4.2.1 Case 6: Baseline without AI Scheme and with Induction Motor Load Before evaluating the performance of the proposed AI scheme for the induction motor load, a baseline case without any AI scheme is simulated, shown in Figure 18 (case 6). Since the power mismatch  between the generator output and the motor load is very small, the initial oscillation of the islanded system is small and slow. However, the islanded system drastically changes its behavior after approximately 3 seconds of islanding. The voltage magnitude continues to drop so that the islanding cannot be sustained indefinitely. Although the islanded system with the motor load seems to be unstable eventually, the detection of the islanding within 2 seconds is still difficult with the motor load due to its slow response in the first few seconds.

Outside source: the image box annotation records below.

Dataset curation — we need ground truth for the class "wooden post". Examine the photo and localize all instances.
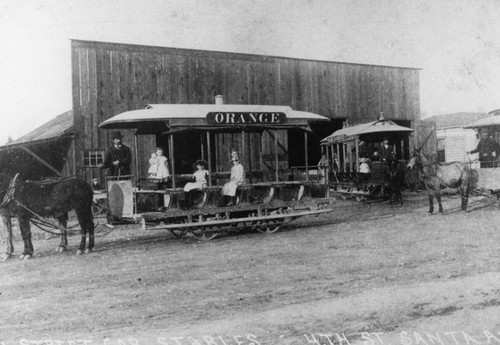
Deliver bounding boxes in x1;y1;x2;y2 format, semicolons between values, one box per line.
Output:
71;138;76;177
200;134;205;160
342;143;347;172
207;131;212;187
134;131;140;181
241;129;252;183
259;132;265;175
168;134;175;189
354;138;359;172
274;129;279;182
304;131;309;181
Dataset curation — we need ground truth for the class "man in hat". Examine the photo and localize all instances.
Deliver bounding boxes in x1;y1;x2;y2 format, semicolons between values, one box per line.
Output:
99;131;132;179
378;138;392;162
467;131;500;168
222;151;245;206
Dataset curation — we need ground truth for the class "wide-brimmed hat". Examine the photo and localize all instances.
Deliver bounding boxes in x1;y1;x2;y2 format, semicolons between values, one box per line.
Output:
111;131;123;139
193;159;208;169
231;151;240;162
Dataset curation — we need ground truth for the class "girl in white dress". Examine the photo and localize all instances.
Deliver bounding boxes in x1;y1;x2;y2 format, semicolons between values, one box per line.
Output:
184;159;208;209
222;151;245;206
184;159;208;192
148;147;170;181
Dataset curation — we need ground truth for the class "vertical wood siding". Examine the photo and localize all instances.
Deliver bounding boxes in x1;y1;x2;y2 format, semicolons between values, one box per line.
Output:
72;41;420;178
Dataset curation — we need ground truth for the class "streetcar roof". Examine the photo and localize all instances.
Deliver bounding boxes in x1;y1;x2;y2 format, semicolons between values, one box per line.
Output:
99;104;330;133
464;115;500;128
321;120;413;144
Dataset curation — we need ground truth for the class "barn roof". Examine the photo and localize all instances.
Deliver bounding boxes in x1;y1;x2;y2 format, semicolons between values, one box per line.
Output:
424;112;490;128
0;110;74;150
464;115;500;128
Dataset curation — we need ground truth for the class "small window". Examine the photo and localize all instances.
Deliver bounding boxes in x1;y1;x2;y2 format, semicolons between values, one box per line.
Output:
438;138;446;163
83;150;105;167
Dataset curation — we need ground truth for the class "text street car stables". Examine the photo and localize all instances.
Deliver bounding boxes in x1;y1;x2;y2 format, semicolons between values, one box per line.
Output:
99;98;332;240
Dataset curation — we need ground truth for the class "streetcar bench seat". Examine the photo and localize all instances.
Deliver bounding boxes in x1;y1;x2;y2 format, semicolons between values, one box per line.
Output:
236;182;275;204
275;182;306;201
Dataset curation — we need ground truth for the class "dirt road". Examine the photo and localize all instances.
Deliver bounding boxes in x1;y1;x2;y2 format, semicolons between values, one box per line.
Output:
0;197;500;345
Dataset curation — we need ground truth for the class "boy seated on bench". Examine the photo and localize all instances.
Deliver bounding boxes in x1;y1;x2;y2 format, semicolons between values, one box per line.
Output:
184;159;208;208
222;151;245;206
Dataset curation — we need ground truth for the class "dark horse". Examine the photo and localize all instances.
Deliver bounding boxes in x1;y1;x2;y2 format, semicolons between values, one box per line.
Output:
387;158;405;206
408;150;471;213
0;174;94;259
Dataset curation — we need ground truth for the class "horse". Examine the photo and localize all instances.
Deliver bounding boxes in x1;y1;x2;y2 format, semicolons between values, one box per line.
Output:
0;174;94;260
387;158;405;207
407;149;472;213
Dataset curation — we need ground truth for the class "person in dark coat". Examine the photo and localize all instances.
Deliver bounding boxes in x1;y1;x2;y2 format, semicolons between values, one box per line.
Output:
378;138;393;162
467;132;500;168
100;131;132;177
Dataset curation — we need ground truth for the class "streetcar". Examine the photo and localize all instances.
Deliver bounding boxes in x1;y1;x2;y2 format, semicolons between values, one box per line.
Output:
99;97;333;240
321;114;413;201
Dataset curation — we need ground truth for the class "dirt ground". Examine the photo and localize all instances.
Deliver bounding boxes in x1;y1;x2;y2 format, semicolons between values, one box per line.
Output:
0;194;500;345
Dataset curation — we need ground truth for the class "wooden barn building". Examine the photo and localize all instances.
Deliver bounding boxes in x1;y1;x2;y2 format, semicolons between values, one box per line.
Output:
71;40;425;184
0;40;435;182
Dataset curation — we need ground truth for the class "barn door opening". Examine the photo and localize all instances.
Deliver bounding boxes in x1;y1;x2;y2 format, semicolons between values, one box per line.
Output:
410;120;437;159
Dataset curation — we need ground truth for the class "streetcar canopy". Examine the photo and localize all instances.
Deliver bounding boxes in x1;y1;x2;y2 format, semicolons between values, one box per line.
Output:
321;120;413;145
99;104;330;134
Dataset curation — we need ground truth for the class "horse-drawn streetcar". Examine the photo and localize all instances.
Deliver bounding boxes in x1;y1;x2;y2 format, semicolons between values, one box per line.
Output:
99;99;332;240
321;116;413;200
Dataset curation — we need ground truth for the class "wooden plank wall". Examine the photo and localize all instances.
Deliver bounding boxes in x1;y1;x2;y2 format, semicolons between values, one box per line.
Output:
72;41;420;178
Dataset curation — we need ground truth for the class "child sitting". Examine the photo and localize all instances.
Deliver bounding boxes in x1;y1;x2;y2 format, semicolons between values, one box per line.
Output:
184;159;208;208
148;147;170;181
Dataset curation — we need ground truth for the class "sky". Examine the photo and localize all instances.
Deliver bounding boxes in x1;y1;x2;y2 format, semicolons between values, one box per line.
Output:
0;0;500;144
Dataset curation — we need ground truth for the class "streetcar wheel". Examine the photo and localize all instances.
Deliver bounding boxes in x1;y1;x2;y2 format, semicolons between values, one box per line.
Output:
256;222;283;234
170;229;182;238
191;228;218;241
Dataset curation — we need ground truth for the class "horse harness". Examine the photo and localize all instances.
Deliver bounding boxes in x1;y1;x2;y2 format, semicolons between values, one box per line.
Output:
0;173;80;235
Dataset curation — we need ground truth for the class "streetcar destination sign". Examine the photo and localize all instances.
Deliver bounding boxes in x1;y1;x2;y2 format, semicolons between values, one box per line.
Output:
207;112;286;125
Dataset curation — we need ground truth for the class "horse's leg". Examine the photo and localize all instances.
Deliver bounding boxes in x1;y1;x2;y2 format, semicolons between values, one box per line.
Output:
76;207;94;255
397;185;403;207
460;181;469;211
17;216;34;259
2;215;14;260
425;184;434;213
56;213;68;252
86;216;95;253
436;187;443;213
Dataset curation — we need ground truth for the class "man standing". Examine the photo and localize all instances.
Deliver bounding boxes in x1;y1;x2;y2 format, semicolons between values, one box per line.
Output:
99;131;132;179
378;138;392;162
467;131;500;168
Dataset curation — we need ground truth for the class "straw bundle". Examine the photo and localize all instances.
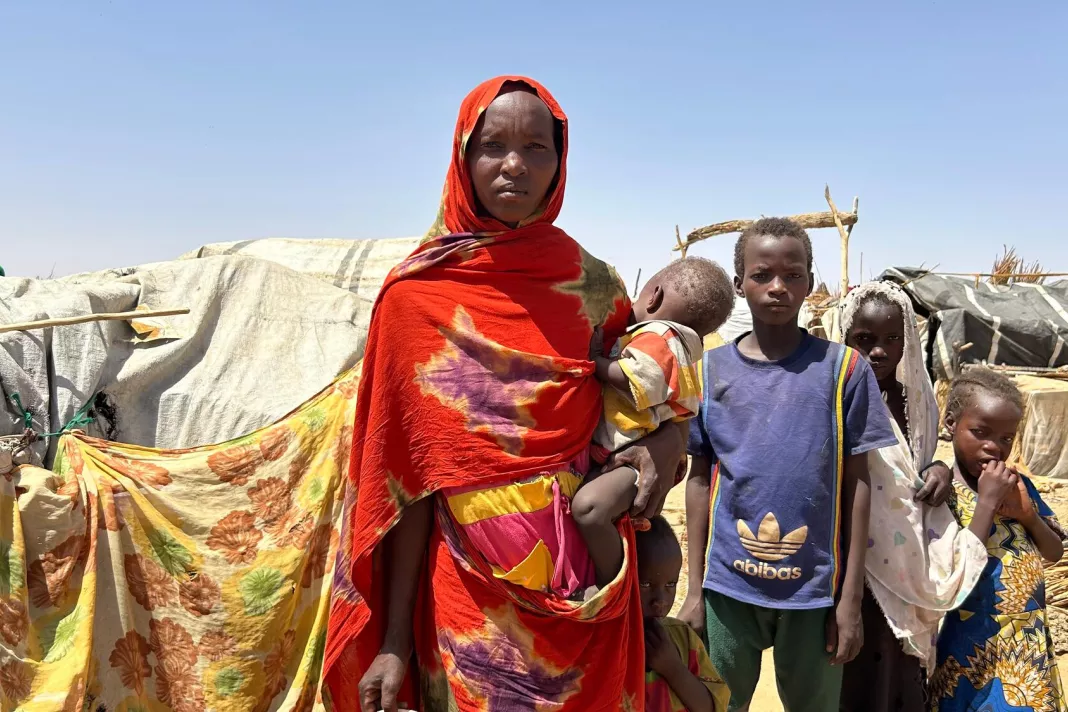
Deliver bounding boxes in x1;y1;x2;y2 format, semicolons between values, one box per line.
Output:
988;244;1046;284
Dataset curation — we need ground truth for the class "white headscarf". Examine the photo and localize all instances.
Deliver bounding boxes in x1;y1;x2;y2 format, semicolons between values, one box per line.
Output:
842;282;939;472
842;282;987;669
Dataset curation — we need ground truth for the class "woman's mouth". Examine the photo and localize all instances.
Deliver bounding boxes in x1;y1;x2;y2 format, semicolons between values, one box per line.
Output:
497;186;527;201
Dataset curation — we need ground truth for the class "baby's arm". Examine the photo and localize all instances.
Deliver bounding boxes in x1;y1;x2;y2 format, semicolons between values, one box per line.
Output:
571;468;638;587
590;329;630;393
594;357;630;393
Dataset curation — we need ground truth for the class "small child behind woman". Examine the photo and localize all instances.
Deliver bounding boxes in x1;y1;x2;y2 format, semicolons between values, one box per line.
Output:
634;517;731;712
571;257;734;586
930;368;1065;712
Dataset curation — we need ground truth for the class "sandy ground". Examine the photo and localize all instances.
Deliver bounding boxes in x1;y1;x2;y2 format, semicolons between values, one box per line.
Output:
663;453;1068;712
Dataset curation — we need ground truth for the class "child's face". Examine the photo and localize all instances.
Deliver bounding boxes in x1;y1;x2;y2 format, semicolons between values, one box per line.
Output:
846;301;905;383
735;235;812;326
946;390;1023;477
638;545;682;618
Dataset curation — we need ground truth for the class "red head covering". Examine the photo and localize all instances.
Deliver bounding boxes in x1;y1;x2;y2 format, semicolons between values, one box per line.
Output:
426;77;567;238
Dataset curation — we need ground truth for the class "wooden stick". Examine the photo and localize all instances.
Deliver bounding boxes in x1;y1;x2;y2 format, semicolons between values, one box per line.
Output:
0;308;189;334
823;185;849;297
926;269;1068;280
675;225;690;259
672;207;857;252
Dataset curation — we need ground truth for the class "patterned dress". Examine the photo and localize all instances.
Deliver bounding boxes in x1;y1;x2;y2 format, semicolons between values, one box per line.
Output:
930;478;1066;712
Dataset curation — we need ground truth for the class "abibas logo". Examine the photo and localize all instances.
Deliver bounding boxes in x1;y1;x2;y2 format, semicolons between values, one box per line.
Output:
733;511;808;581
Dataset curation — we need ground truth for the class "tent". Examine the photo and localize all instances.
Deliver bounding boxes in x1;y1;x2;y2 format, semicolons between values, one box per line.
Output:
879;267;1068;380
0;238;419;466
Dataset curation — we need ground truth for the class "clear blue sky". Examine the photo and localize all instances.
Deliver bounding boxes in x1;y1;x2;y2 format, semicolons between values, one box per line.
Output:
0;0;1068;281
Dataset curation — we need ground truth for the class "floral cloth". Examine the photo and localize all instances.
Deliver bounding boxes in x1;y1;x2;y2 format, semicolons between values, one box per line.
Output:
326;77;644;712
930;475;1066;712
0;371;359;712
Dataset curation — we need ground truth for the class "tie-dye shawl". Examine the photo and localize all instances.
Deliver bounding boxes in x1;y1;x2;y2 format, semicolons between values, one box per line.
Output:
326;77;644;711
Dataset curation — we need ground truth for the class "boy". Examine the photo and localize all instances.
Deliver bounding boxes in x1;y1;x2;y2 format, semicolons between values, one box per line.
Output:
634;517;731;712
680;218;896;712
571;257;734;586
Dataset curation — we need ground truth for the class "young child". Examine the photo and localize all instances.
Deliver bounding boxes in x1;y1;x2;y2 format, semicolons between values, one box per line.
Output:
679;218;897;712
571;257;734;586
929;368;1065;712
634;517;731;712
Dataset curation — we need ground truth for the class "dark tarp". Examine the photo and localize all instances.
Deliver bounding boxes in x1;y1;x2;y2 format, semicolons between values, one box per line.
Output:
879;267;1068;379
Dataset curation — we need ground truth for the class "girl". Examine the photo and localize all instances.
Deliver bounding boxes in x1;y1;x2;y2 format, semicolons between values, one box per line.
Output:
930;368;1065;712
841;282;987;712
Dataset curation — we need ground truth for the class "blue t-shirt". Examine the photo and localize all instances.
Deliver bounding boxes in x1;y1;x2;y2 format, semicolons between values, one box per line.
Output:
690;333;897;608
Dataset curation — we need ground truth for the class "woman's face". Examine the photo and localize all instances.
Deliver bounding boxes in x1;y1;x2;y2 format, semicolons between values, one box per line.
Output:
846;300;905;383
467;91;560;226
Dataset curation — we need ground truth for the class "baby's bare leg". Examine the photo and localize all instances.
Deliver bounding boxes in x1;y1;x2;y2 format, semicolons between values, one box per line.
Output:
571;468;638;587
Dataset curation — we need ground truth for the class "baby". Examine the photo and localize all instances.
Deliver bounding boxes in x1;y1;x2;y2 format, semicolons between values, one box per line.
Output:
634;517;731;712
571;257;734;586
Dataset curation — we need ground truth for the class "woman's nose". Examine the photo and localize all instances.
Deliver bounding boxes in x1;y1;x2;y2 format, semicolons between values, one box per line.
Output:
501;151;527;175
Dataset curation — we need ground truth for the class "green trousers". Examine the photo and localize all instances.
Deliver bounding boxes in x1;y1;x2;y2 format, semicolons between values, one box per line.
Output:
705;589;842;712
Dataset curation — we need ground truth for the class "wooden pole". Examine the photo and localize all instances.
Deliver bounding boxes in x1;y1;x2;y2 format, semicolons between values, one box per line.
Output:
823;185;857;297
672;207;857;254
675;225;690;259
0;308;189;334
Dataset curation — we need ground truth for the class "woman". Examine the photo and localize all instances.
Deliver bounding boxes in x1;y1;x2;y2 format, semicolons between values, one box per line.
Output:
841;282;986;712
325;77;685;712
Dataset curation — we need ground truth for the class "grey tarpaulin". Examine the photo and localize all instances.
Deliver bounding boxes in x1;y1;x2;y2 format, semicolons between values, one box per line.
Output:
879;267;1068;380
0;238;419;463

4.2.2 Case 7: Active Power AI Scheme with Induction Motor Load The same conditions have been simulated except that the active power scheme is enabled and the simulation results are also shown in Figure 18 (case 7). Compared with the previous simulation results for RLC load, the active power AI scheme for the induction motor is not as effective as for the RLC load. In this case, actually, it fails to detect the islanding within a 2-second time window because the voltage and frequency are still within the normal ranges. This is consistent with the frequency-domain analysis.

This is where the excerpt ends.